Thirdly, Cairo must explain to the administration of US President Donald Trump—the United States, the guarantor of the Egyptian-Israeli peace treaty—that the Tel Aviv government's actions in Gaza are leading to disastrous consequences and mounting pressure on Egypt, which constitute a direct breach by Israel of its treaty obligations. Washington must intervene immediately to preserve the peace between the two countries.

The Egyptian government, which is currently in a position of strength - having not breached its treaty obligations or taken steps that contradict the spirit or text of the treaty (including details of the military presence in Sinai), and has not abandoned its quiet diplomacy despite the Israeli government's continued war in Gaza since October 2023 and its continued military aggression in the Middle East - can reiterate to the US administration that: the continued catastrophic conditions in the Gaza Strip, the promotion of plans to displace Palestinians, and the growing pressure on the border all represent red lines that Cairo cannot remain silent about and require swift action by Washington, as the sponsor of Egyptian Israeli peace, to demand that Tel Aviv change its policies and practices.

Fourth, Cairo can leverage its extensive network of regional and international relations to demand that its partners in the Middle East - major powers such as China, Russia, and the European Union, as well as influential centres in the Global South such as India, Brazil, and South Africa - support the steps it will take against Israel for its violation of the Egyptian-Israeli peace treaty (as mentioned above, by downgrading diplomatic relations, trade and economic exchanges, and security coordination).

They can also support Egypt's policy calling for an immediate ceasefire, the provision of necessary aid to Gaza, and a comprehensive rejection of criminal displacement plans. It can also support its defence of its sovereignty and security without abandoning its strategic commitment to peace, dialogue, mediation, and negotiation tools to end wars and resolve conflicts.

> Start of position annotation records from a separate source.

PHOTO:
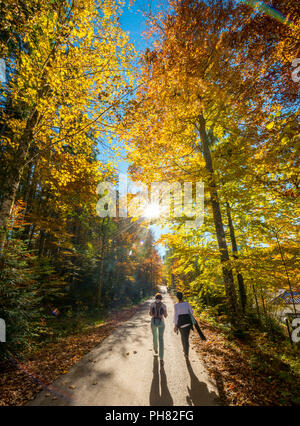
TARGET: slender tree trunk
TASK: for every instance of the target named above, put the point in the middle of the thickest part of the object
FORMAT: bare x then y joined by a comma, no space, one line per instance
217,215
242,290
14,176
256,302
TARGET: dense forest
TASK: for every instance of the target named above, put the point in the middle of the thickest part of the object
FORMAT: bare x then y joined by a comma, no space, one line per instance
67,76
214,99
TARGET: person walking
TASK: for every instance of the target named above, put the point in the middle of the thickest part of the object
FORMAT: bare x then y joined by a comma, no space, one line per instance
183,321
158,311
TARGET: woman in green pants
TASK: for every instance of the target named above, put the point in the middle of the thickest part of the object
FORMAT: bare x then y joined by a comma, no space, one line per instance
158,312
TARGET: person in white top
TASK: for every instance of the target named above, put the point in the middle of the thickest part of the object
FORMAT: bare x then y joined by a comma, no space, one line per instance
183,321
158,311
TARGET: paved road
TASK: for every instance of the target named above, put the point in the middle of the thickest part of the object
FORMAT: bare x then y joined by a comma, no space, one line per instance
123,370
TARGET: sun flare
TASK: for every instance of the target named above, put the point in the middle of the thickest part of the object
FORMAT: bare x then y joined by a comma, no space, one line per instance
152,210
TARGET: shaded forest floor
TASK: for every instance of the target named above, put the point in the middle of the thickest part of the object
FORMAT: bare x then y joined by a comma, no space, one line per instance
252,371
21,381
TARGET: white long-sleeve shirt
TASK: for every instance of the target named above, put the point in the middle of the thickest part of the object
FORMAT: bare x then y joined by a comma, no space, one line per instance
181,308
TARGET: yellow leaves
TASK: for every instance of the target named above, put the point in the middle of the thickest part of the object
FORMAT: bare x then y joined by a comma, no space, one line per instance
270,126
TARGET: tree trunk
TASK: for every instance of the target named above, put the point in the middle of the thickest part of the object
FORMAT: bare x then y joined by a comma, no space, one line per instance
13,178
224,256
242,290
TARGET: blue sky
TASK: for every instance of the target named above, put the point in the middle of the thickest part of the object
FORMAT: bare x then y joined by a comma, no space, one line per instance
133,21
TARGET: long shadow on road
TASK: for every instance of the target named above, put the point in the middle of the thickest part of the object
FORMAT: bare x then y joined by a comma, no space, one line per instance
198,393
159,395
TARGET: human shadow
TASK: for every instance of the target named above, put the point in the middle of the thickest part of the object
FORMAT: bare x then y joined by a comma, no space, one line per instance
198,393
159,395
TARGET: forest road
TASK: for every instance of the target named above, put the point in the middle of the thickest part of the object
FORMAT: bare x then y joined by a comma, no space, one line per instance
123,370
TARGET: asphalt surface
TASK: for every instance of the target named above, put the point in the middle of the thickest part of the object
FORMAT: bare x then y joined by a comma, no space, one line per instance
123,370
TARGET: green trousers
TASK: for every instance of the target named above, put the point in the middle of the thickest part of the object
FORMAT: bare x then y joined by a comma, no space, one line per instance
158,328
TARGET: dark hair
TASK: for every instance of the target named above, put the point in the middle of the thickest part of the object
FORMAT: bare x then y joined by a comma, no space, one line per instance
179,295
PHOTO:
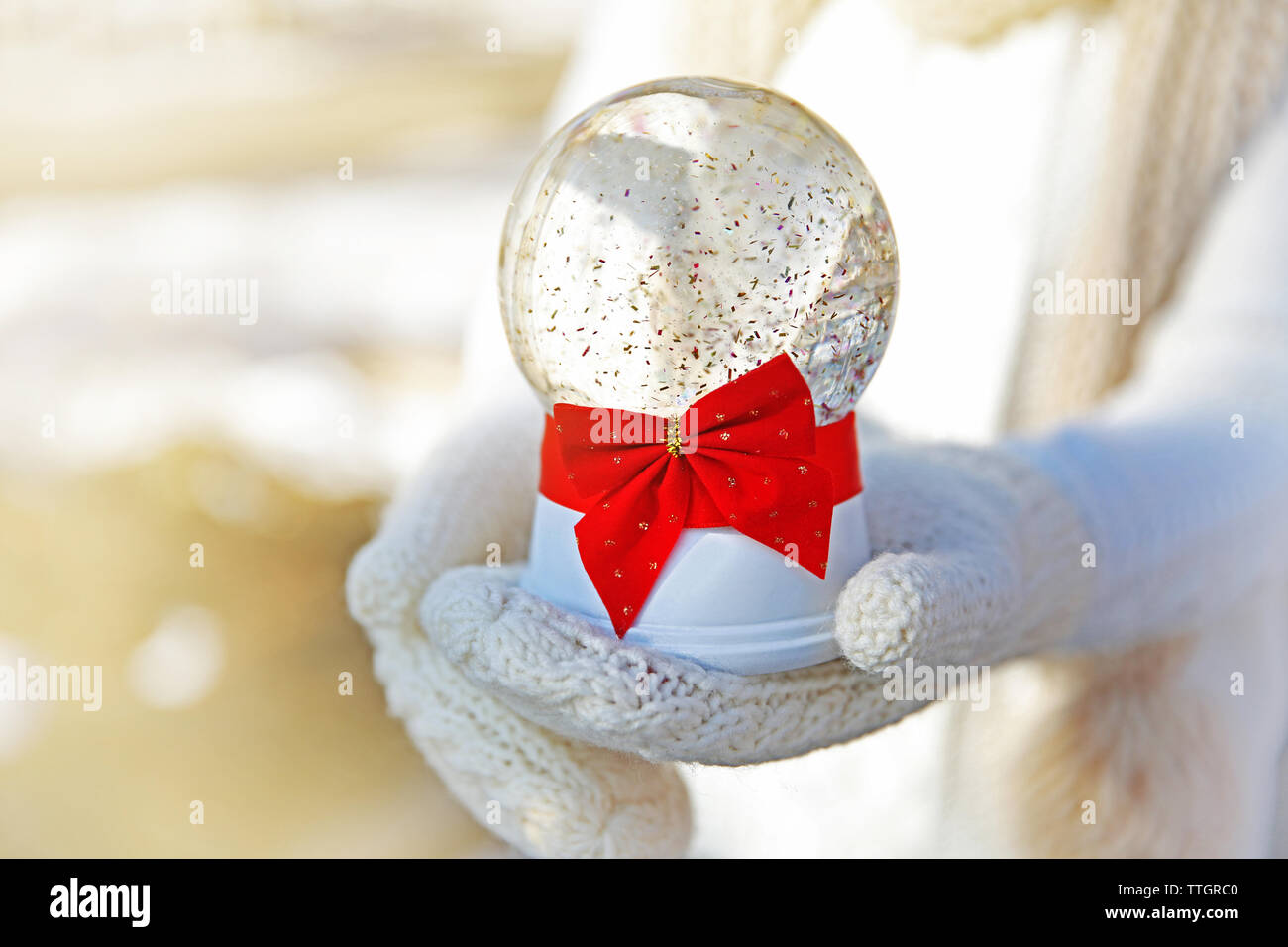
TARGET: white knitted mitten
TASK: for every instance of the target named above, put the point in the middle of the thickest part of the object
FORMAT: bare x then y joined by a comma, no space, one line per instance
510,698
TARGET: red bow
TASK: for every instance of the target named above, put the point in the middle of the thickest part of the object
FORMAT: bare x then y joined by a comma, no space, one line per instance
746,455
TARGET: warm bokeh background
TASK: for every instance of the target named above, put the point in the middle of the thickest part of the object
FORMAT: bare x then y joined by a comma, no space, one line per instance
125,437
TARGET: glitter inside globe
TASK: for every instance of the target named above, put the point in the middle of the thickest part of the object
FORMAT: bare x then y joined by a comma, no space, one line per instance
673,237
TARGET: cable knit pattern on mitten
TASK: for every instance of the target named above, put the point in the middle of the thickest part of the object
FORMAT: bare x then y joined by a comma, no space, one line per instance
540,791
578,680
978,560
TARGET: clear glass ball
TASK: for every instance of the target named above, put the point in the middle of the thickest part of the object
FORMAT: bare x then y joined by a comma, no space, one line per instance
677,235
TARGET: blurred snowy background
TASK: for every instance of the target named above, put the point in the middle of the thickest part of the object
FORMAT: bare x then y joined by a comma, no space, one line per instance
145,138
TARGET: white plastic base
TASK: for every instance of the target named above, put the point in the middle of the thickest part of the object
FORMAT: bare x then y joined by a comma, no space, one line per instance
721,598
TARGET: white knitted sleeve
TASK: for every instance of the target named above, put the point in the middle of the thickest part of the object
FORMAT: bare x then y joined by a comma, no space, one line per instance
1181,476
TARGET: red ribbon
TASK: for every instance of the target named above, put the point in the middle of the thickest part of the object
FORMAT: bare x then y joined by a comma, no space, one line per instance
747,455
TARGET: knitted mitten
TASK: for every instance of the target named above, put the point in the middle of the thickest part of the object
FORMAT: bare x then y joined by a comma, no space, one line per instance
537,720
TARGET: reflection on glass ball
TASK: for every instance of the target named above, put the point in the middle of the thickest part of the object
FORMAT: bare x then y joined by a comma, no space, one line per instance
675,236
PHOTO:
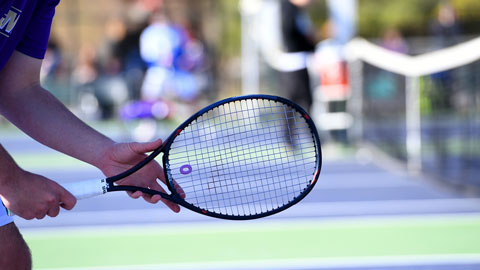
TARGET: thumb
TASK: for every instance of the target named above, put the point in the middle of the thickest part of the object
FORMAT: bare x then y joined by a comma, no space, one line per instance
67,200
142,148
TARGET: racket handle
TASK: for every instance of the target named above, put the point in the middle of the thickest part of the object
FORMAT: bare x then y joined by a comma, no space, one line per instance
86,189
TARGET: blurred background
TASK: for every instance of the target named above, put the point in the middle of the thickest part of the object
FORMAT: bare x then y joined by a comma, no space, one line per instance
393,87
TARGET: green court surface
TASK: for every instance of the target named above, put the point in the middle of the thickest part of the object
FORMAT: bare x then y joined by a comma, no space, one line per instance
254,241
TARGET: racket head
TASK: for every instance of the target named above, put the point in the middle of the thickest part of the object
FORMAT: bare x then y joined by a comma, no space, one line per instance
233,159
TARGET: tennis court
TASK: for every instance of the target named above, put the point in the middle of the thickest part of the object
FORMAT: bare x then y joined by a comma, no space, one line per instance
360,216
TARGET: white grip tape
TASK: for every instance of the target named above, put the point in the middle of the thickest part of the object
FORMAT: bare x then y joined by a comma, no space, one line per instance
88,188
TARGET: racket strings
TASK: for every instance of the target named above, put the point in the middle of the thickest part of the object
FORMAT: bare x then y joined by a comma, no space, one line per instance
247,158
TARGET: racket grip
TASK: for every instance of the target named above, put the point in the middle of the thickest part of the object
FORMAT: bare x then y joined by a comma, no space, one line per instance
86,189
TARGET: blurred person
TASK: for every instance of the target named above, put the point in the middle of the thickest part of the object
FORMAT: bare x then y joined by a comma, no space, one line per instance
172,56
444,26
25,28
298,40
446,32
393,40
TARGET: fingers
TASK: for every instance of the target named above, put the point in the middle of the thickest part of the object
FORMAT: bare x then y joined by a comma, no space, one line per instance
141,148
156,198
67,200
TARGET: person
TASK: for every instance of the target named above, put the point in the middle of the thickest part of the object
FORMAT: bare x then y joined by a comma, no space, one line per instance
298,38
24,31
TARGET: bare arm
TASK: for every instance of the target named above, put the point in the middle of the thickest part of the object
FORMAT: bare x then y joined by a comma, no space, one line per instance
40,115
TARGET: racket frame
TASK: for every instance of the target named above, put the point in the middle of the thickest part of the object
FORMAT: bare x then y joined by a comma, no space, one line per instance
165,148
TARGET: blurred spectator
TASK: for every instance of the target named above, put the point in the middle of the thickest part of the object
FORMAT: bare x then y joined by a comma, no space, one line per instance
445,27
298,39
173,57
393,41
446,33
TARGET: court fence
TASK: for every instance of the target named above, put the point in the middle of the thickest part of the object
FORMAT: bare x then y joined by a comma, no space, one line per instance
423,110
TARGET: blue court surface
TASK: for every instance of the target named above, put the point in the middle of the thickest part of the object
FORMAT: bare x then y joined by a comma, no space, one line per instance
359,216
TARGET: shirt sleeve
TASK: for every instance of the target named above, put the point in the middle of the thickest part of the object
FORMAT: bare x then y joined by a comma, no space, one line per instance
35,39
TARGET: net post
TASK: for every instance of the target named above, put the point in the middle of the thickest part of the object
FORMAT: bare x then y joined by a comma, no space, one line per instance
413,125
355,104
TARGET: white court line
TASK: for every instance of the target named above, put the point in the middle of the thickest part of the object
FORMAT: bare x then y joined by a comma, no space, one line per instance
249,226
301,210
292,264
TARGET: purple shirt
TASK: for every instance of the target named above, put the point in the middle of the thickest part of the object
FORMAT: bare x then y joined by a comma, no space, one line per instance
25,27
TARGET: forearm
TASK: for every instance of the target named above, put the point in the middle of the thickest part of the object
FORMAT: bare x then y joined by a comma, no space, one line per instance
40,115
8,168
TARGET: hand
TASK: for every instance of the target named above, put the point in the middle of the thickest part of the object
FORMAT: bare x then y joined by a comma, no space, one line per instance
122,156
31,196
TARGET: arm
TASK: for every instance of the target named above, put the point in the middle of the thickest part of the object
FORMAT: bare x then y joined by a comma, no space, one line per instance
40,115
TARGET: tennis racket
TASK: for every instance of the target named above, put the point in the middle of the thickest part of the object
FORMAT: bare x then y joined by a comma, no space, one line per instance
240,158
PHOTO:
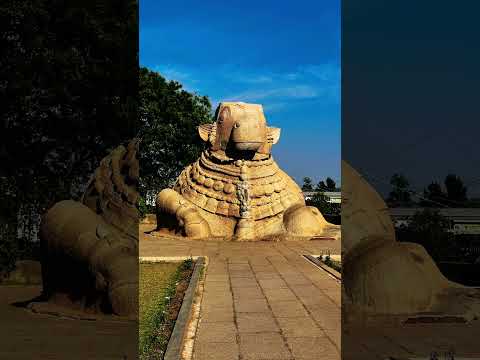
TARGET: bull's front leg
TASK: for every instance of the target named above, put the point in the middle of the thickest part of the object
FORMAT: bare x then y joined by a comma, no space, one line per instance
186,216
308,221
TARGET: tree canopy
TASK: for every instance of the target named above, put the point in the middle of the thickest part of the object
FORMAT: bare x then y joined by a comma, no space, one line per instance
400,194
69,90
307,184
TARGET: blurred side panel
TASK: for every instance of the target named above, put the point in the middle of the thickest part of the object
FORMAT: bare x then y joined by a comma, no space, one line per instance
410,180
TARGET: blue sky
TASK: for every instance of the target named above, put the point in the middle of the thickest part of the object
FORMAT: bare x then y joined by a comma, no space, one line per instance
283,55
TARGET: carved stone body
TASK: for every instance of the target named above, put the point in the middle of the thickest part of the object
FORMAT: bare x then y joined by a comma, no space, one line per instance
383,276
90,248
235,189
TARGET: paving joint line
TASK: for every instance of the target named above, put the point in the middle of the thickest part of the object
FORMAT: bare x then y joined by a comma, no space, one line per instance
321,290
235,322
306,309
270,308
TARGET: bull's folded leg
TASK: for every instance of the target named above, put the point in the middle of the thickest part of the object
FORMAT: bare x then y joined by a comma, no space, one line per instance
308,221
171,203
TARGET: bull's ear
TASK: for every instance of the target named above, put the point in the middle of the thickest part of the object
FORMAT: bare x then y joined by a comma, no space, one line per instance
273,134
204,131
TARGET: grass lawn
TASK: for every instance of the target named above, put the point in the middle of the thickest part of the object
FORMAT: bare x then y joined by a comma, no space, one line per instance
162,286
334,264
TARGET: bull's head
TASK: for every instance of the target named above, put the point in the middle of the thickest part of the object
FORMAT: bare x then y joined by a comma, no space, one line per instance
240,127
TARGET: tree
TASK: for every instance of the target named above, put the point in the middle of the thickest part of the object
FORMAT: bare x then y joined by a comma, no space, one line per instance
456,191
434,195
430,229
307,184
331,186
400,194
320,201
321,186
169,137
69,95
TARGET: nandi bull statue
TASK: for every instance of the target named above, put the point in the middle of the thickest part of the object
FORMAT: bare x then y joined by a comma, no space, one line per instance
90,247
235,190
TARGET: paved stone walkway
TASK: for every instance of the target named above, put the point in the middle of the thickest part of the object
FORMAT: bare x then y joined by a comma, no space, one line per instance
262,300
25,335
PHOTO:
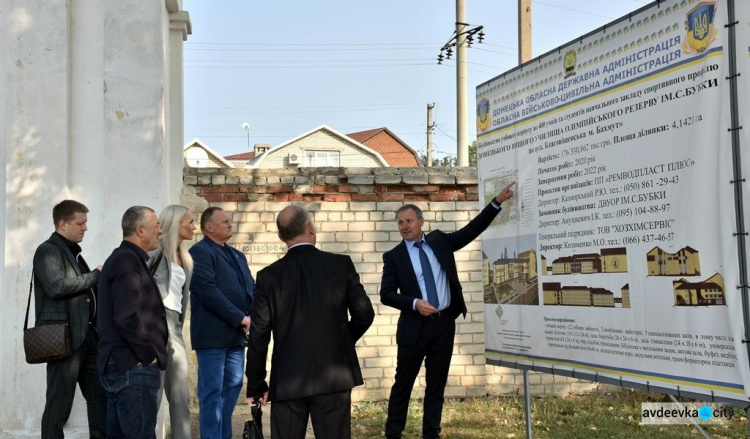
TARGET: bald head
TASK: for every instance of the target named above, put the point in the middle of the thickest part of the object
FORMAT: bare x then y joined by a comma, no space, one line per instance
295,225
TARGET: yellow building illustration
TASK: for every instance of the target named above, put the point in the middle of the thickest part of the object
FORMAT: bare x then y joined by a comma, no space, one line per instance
610,260
513,279
625,295
685,262
550,292
614,260
521,267
705,293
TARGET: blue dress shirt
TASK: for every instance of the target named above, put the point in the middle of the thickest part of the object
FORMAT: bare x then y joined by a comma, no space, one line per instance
441,279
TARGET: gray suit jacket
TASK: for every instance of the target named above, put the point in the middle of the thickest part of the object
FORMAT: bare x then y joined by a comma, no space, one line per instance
163,275
58,281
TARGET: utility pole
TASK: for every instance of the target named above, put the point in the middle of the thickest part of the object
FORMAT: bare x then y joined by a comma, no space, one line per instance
462,39
430,127
524,31
462,76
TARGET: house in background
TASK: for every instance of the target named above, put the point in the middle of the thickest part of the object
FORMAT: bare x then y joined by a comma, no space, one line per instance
394,150
322,146
197,154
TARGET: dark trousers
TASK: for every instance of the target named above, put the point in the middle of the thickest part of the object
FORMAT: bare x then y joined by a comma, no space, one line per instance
331,416
435,347
131,400
62,377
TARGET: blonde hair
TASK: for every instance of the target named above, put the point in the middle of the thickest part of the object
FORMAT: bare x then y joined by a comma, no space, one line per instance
169,221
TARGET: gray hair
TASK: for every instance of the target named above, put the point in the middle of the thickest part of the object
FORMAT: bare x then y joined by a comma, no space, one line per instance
132,218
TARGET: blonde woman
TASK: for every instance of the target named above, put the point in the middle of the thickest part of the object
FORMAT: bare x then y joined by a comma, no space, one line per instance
172,267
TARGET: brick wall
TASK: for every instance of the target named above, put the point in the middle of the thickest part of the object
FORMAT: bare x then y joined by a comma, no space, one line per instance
354,211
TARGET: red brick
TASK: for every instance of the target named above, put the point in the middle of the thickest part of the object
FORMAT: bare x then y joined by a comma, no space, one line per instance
425,188
443,197
364,197
451,190
390,197
235,197
278,189
399,188
337,197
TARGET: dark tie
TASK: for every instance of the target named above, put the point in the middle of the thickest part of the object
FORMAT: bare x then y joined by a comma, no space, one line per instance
429,278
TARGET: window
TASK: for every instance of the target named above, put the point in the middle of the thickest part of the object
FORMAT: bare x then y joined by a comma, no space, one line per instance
322,158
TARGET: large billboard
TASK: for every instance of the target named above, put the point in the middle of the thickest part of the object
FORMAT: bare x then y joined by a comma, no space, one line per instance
618,256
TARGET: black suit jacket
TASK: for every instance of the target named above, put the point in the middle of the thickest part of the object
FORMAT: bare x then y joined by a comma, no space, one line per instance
399,286
59,282
132,321
305,298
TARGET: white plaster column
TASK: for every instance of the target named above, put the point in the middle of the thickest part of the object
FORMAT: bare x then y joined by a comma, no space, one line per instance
179,29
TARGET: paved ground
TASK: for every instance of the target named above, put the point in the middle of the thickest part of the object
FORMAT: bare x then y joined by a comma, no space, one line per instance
242,414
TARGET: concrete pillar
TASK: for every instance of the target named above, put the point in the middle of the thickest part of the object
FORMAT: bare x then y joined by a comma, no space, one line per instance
84,94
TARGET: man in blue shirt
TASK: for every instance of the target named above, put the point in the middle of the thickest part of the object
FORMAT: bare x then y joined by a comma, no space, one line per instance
221,293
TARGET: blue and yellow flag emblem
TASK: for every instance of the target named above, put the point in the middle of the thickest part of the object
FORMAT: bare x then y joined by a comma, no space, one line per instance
483,115
699,25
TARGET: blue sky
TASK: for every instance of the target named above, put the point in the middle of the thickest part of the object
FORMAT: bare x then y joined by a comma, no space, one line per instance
288,67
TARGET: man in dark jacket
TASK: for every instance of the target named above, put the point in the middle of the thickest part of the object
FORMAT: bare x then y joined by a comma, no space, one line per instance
65,290
133,328
305,299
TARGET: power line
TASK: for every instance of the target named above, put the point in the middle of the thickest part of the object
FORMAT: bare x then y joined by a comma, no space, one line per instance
573,10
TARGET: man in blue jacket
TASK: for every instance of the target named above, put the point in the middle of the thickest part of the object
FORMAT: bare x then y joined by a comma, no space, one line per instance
221,293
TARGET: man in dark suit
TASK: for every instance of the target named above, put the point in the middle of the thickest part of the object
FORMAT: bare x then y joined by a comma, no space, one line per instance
421,280
305,299
221,293
133,328
66,291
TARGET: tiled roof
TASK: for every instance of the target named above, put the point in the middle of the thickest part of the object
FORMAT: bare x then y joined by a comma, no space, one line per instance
242,156
394,150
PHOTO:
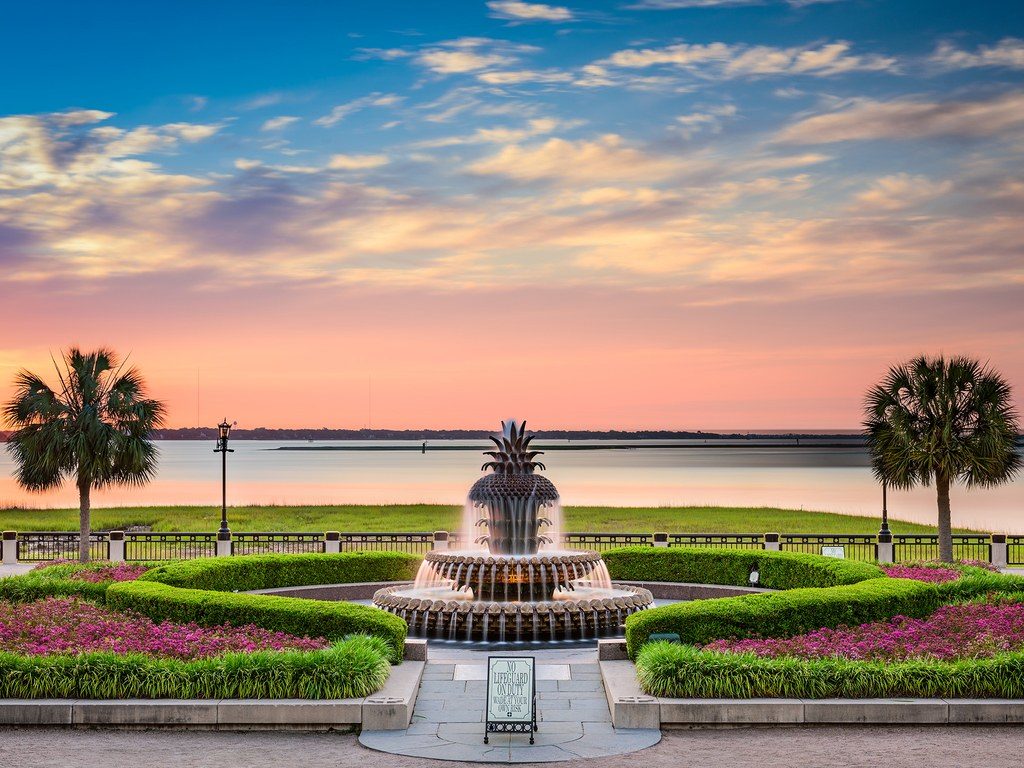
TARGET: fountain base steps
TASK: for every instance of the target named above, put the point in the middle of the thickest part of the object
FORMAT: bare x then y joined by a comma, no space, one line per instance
572,717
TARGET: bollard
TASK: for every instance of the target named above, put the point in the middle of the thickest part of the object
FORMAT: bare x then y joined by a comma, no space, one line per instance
10,548
998,550
116,546
224,544
885,548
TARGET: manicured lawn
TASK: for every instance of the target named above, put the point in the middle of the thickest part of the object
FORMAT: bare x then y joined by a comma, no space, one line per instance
442,517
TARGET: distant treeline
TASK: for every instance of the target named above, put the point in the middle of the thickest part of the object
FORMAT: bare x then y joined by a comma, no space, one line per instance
263,433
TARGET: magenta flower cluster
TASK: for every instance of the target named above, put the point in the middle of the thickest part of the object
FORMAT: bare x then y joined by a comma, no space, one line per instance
922,572
966,631
73,626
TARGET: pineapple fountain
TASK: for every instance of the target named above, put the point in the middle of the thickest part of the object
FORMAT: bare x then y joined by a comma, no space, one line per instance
516,585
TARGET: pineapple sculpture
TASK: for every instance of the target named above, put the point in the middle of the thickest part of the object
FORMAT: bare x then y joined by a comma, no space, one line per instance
513,497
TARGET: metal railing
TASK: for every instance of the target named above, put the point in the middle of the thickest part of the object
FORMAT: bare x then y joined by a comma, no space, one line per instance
416,543
725,541
855,546
146,546
601,542
290,544
926,547
41,546
1015,550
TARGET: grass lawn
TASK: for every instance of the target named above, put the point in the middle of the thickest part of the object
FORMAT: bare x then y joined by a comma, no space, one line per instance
443,517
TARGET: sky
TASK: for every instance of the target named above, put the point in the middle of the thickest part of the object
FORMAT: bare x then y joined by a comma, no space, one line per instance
678,214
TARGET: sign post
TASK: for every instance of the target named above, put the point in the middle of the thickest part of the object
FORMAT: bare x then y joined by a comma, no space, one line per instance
511,696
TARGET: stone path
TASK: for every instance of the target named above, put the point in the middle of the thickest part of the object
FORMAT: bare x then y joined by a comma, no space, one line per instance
572,718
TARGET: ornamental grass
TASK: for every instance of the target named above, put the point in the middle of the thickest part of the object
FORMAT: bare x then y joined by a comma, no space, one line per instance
976,630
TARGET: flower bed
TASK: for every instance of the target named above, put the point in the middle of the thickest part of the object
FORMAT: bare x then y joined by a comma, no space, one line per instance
965,631
74,626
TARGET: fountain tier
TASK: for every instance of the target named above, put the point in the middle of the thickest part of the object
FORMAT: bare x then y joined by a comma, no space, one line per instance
513,589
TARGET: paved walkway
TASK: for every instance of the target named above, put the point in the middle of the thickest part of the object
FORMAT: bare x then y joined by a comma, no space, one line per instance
572,718
804,747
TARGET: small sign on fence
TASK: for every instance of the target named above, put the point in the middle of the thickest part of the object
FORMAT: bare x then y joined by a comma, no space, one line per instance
511,696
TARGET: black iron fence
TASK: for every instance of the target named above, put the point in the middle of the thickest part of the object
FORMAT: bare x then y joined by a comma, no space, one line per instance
143,546
41,546
966,547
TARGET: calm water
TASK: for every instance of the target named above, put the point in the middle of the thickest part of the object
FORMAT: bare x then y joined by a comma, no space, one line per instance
819,478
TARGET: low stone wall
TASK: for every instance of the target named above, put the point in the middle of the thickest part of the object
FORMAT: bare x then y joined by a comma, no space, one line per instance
355,591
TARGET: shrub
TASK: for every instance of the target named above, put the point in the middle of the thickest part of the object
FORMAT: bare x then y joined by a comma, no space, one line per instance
267,571
779,570
355,667
67,580
682,671
294,615
782,613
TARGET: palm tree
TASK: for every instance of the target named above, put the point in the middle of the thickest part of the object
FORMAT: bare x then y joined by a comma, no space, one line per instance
942,420
95,428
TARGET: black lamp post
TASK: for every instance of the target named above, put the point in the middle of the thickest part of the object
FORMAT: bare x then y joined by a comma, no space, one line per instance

Fifth, the Egyptian government must continue to mobilize support within regional and international organizations for its policy and its insistence on defending national sovereignty and security without compromising its commitment to peace.

Regional blocs such as the Arab League and the African Union, active and dynamic international blocs such as BRICS and the Shanghai Cooperation Organization, and international organizations such as the United Nations and its various agencies all provide avenues for Cairo to clearly express its priorities and formulate a broad international consensus that not only demands that the Tel Aviv government accept a ceasefire, end the war, refrain from committing further crimes against the Palestinian people, and cease its military aggression in the Middle East, but also demands that it abide by the Egyptian-Israeli peace treaty and expresses growing concern over the threats and dangers it faces as a result of the events in Gaza.

Sixthly, Cairo can develop its policy of commitment to peace and its diplomacy based on dialogue, mediation, and negotiation to end wars and conflicts in the Middle East, launching new initiatives or reviving old ones to rid the region of weapons of mass destruction; limiting conventional and non-conventional arms races; adopting frameworks and tools for collective security; and calling on regional partners to adopt them and international powers to support them.

Such initiatives could raise the ceiling of regional and international pressure facing the Tel Aviv government, which is the only party that is proven to possess weapons of mass destruction, the only party involved today in successive military attacks in the Middle East, and the main source of threats. Regional security is at risk due to the rogue policies and practices perpetrated against the Palestinians, in Lebanon, Syria, and even in Qatar.

By launching and reviving such initiatives, which are generally aimed at restoring peace, security, and stability in the Middle East, the Egyptian government can effectively respond to and deter Israeli threats without abandoning its strategic commitment to peace.